In a declaration in the business’s ongoing antitrust case against the US Justice Department, a Google DeepMind executive reportedly disclosed that Google Search products can use content from publishers even if they have chosen not to participate in artificial intelligence (AI) training. The executive emphasised that the content is not utilized in DeepMind’s AI models, explaining that content for search is controlled by a separate mechanism that uses the robots.txt web norms.
Eli Collins, Google DeepMind’s Vice President of Product, verified in a Bloomberg article that the guidelines for respecting publishers’ choices to forego AI training differ for DeepMind’s AI models and the company’s Search products.
According to a document allegedly presented by Diana Aguilar, the attorney for the Department of Justice in the antitrust lawsuit, 80 billion of the 160 billion tokens used to train Google’s AI models came from content that publishers had chosen not to utilize for AI training. Collins allegedly retorted that after a publisher opts out of AI training, DeepMind’s models do not utilize the content.
When asked if “the search org has the ability to train on the data that publishers had opted out of training,” DeepMind VP Eli Collins responded, “Correct — for use in search.” However, Bloomberg notes that this opt-out is limited to DeepMind models.
However, Collins said that this was “correct” as long as the use case remained within Search when Aguilar allegedly asked if the Gemini AI model could use the same content if it was placed inside the Search product. Notably, this would include the Gemini models that drive Google’s freshly introduced AI Mode and AI Overviews.

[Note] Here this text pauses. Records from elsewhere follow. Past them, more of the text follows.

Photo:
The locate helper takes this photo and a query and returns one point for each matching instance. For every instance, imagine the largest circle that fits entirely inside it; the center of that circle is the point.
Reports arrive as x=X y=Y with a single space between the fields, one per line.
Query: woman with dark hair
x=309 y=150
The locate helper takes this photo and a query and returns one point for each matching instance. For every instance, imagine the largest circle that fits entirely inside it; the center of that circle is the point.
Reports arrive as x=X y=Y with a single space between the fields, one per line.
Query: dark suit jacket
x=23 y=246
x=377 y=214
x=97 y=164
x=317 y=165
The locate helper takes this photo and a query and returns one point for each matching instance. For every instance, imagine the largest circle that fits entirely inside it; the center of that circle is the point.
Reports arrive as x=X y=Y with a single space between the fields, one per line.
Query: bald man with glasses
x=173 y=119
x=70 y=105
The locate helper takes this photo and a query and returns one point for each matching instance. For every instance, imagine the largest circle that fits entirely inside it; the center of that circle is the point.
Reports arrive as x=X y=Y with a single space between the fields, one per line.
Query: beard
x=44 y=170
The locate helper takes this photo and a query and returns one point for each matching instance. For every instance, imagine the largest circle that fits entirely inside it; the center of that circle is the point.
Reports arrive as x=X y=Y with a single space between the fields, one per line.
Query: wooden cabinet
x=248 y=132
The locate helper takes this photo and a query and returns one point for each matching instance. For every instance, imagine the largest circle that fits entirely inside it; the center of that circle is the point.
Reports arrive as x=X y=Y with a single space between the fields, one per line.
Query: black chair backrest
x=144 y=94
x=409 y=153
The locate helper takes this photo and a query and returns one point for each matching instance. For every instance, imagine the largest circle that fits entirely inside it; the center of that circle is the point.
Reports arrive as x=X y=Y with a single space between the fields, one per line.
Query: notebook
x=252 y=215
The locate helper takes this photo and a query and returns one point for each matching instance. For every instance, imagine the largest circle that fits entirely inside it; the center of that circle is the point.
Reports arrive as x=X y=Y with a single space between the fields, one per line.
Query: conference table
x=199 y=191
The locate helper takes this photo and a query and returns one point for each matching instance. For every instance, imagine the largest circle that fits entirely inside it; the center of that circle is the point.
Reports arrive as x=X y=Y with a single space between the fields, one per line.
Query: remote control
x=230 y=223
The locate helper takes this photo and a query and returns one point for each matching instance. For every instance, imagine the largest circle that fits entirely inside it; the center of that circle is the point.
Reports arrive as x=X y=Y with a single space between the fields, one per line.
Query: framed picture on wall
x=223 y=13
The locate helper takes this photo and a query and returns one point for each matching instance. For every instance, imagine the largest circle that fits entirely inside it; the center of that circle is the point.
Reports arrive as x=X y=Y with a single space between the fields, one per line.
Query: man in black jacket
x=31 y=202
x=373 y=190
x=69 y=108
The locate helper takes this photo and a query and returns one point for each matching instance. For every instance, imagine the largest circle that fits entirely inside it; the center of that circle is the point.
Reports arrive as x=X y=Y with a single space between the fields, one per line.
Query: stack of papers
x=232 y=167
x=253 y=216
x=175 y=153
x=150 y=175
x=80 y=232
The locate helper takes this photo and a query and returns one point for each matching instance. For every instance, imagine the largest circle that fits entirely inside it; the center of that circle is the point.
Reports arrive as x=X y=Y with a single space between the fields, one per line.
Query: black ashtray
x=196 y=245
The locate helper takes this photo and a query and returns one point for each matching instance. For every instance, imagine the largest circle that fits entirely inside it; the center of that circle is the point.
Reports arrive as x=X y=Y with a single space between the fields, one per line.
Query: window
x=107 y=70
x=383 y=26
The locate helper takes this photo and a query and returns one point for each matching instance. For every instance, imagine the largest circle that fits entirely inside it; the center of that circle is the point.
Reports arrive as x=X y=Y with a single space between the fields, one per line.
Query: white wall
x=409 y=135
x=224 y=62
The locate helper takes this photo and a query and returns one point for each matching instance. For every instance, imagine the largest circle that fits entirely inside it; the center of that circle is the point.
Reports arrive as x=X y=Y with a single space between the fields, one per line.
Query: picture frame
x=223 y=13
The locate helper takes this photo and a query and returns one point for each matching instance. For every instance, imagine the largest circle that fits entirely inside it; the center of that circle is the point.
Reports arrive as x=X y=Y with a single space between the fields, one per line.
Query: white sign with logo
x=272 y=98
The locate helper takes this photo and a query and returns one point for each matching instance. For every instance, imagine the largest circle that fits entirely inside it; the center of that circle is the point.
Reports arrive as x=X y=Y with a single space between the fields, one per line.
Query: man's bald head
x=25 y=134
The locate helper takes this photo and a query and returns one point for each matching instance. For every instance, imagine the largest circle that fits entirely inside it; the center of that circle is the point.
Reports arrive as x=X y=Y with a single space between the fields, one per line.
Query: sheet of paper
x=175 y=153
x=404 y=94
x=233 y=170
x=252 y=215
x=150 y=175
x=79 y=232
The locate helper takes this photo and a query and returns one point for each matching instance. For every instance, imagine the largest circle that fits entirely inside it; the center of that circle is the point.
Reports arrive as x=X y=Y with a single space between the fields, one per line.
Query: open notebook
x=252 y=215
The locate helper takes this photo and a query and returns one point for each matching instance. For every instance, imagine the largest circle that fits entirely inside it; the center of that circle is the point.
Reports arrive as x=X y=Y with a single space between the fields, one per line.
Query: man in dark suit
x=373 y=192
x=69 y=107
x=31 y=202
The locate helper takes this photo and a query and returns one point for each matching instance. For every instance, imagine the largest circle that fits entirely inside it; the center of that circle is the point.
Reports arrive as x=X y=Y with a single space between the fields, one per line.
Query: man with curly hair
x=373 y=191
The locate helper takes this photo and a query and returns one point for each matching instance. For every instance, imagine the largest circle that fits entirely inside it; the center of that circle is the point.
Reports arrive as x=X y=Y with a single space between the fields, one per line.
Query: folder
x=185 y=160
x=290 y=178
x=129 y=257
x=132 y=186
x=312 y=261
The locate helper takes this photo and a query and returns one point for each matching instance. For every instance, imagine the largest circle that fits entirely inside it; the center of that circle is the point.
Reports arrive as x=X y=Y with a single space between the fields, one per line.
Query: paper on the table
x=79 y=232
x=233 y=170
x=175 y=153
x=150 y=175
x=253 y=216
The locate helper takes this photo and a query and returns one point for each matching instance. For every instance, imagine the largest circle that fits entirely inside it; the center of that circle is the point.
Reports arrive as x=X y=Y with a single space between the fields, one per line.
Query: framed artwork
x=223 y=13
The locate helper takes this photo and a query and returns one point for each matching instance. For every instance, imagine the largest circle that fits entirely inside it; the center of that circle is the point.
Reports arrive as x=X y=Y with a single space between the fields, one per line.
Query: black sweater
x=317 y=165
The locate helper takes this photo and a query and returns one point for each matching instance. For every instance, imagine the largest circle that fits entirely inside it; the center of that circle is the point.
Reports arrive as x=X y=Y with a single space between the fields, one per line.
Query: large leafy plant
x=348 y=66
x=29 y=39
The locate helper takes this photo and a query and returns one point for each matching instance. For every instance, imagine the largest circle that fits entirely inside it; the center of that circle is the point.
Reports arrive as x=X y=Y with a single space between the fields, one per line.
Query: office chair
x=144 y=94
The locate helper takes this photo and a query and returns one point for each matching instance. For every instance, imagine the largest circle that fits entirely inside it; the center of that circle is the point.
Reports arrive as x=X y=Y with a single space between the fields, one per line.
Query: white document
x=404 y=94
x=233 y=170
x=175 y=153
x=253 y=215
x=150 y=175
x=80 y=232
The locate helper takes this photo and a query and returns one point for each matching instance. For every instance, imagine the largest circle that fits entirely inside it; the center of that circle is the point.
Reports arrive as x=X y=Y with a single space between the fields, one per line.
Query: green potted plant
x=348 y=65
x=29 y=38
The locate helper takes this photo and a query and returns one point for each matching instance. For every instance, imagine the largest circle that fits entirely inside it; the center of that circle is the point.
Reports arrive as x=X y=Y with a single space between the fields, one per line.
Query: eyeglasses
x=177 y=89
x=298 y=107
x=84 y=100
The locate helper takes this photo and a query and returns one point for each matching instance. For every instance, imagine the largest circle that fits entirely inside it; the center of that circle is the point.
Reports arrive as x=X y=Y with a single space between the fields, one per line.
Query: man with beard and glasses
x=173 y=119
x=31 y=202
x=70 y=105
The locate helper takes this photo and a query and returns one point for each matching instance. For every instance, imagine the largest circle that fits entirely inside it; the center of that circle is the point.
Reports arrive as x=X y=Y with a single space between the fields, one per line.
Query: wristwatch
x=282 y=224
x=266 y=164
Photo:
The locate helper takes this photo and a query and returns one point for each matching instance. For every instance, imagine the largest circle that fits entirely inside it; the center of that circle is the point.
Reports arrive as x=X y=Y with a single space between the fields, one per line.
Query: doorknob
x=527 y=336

This indicates that conventional opt-out techniques are insufficient to prevent Google from utilizing publisher content. In June 2023, the tech giant revised its privacy policy to include the statement that it will train its language models using all publicly accessible Internet data. Any website without a paywall or required sign-up pages that limit public access is considered freely available Internet data in this context.
The guidelines for Search-based AI tools are different, according to a Google representative who later told Bloomberg, since publishers can “only decline having their data used in Search AI if they opt out of being indexed for search.” This can be accomplished by publishers by turning off the robots.txt web standard, which gives Google’s crawler bots access to the content so they can index it in search results.
This would, however, also guarantee that these webpages would not appear when a user searches for a topic using Google. Publishers are essentially forced to agree to the corporation using the data to train its AI models.
The goal of the ongoing antitrust litigation is to establish Google’s dominance in the search and artificial intelligence markets. The Department of Justice is urging US District Judge Amit Mehta, who is overseeing the case, to compel the internet giant to offer for sale Google Chrome and to disclose the data it uses to produce search results. But for the company’s AI products, no such solution has been proposed.